CDex is great, better than EAC in my opinion. I think EAC is over rated. If you turn on the paranoid settings in CDex it is even better at overcoming errors from scratched CDs than EAC, at least in my experience. Also has a better interface, and encodes on the fly, no trouble with disk space for the WAV rips you need using EAC which I've had a littlke trouble with. EAC doesn't even know to tell you it's having disk space problems, you just end up with half complete songs in MP3 form...
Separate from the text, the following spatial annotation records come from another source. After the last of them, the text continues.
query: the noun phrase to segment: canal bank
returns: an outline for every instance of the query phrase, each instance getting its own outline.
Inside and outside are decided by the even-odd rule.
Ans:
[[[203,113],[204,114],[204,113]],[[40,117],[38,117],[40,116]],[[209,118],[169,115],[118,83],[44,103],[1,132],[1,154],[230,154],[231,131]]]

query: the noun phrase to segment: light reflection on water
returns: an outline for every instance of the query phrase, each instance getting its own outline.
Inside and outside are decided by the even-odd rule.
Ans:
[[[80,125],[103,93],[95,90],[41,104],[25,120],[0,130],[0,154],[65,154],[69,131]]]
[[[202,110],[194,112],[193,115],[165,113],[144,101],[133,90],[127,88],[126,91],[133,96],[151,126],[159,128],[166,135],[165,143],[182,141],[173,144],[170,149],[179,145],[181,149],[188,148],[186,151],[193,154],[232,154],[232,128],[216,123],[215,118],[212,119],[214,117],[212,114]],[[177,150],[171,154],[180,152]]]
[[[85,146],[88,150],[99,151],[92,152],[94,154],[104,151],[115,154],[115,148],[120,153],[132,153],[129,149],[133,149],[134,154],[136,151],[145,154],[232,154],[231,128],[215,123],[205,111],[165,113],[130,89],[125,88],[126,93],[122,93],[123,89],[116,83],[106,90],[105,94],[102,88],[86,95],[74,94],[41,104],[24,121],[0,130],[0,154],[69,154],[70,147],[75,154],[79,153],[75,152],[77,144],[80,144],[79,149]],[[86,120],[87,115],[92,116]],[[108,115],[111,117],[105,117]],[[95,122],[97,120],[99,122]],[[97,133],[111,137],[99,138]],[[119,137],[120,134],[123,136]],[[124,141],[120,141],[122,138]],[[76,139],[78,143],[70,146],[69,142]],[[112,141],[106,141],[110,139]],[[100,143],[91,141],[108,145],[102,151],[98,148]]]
For players, I really liked FreeAMP which is no longer in active development. Now my MP3 collection is so big FreeAMP is so big it crashes FreeAMP's management system. It was really nice for creatng playlists and stuff. D'oh! This happens to all my favorite MP3 players, Nad, K-Jofol and now FreeAMP. I really don't care for WinAMP.

Anders Hallin
10-08-2003, 03:01 AM
Wasn't Freeamp continued in Zinf (Zinf is not freeamp)?

Sean Tudor
10-08-2003, 03:14 PM
I really don't care for WinAMP.

WinAmp 2.x is still pretty good. I am not sure why development on 3.x was stopped.

XPav
10-08-2003, 03:28 PM
WinAmp 2.x is still pretty good. I am not sure why development on 3.x was stopped.

I read somewhere that Winamp 3.x was basically a make work nepotism project or something like that.

Brad Grenz
10-09-2003, 12:05 AM
Wasn't Freeamp continued in Zinf (Zinf is not freeamp)?

Holy shit. You beautiful Swedish bastard! All I knew was that Freeamp.org had fallen off the face of the planet.